Is there a closed-form solution for $x$ in the following equation? If so, how does it look like? If not, can you explain why?
$$ A\log\frac{jx-a}{jx+a}=\log\frac{j-ax}{j+ax} $$
where $A,x\in\mathbb{R}$ and $j$ is the imaginary unit? The equation stems from some trigonometric equation which I formulated into this way. I have tried different ways, but the $A\neq 1$ makes it very difficult, as taking the exp on both sides, gives me $(jx-a)^A$ on the left-hand side, and then I can't proceed.
This is not an answer. But as a possible approach, take the exp of both sides, and let $jx=y$ $$\left(\frac{y -a}{y+a}\right)^A=\frac{1+ay}{1-ay}$$ I think this form is easier to proceed.
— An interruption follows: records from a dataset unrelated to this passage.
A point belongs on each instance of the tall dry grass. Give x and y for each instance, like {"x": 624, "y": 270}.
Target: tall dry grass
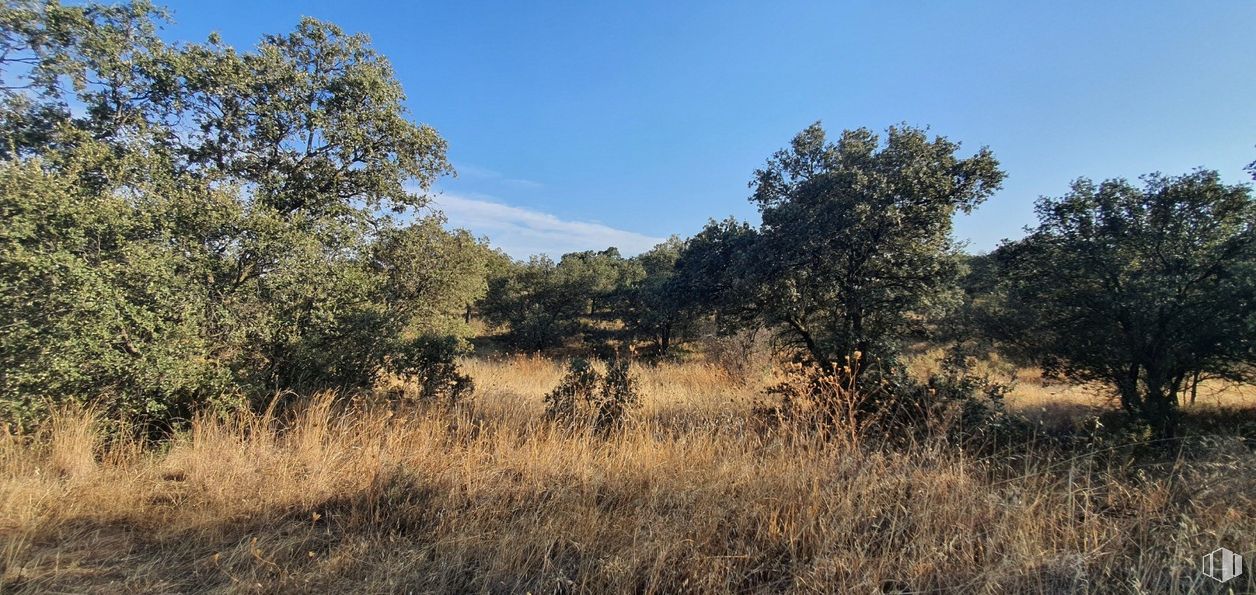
{"x": 357, "y": 497}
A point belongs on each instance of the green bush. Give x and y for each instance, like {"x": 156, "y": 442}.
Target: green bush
{"x": 587, "y": 397}
{"x": 431, "y": 364}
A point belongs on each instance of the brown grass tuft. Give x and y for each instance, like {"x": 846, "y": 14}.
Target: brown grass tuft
{"x": 341, "y": 496}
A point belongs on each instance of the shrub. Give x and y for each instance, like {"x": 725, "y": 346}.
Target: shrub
{"x": 888, "y": 403}
{"x": 587, "y": 397}
{"x": 430, "y": 363}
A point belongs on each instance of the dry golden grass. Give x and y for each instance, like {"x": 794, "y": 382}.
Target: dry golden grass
{"x": 363, "y": 498}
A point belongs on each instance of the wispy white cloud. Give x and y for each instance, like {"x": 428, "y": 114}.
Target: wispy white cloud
{"x": 477, "y": 172}
{"x": 523, "y": 232}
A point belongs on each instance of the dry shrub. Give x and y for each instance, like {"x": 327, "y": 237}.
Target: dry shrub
{"x": 588, "y": 397}
{"x": 341, "y": 496}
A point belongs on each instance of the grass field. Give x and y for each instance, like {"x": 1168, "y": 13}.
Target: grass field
{"x": 352, "y": 497}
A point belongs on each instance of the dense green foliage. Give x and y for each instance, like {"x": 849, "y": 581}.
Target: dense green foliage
{"x": 1143, "y": 289}
{"x": 191, "y": 225}
{"x": 187, "y": 225}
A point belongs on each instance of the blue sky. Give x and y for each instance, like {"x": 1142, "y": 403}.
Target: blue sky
{"x": 582, "y": 124}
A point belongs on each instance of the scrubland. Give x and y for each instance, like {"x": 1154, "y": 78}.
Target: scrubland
{"x": 342, "y": 495}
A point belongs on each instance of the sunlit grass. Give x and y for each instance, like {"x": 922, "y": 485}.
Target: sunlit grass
{"x": 688, "y": 497}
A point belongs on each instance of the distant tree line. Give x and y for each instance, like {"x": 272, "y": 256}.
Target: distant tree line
{"x": 191, "y": 225}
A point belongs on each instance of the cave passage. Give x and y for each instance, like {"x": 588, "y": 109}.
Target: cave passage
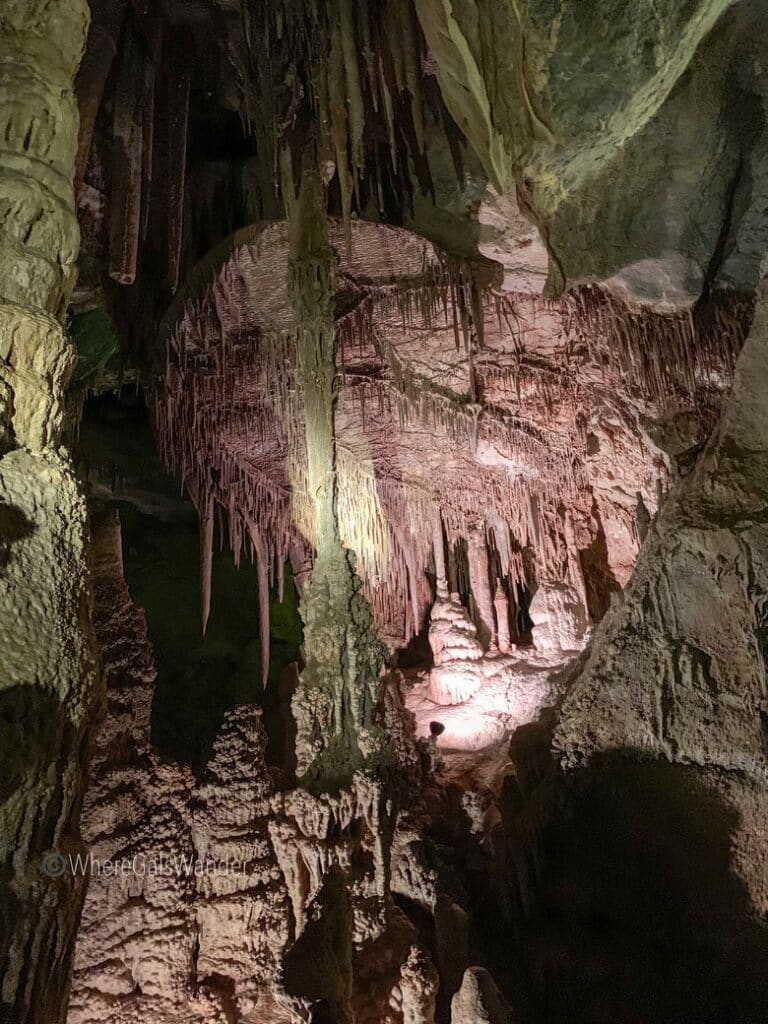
{"x": 383, "y": 512}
Edit- As a further attempt, if $a$ is real then you can take another change of variable, $ajx=t$ to get: $$\left(\frac{t -a^2}{t+a^2}\right)^A=\frac{t+1}{t-1}$$ Now if you plot the two functions: $$f_1(t)=\frac{t -a^2}{t+a^2},\quad f_2(t)=\frac{t+1}{t-1}$$ you can see that for non-integer $A$, there is no real solutions.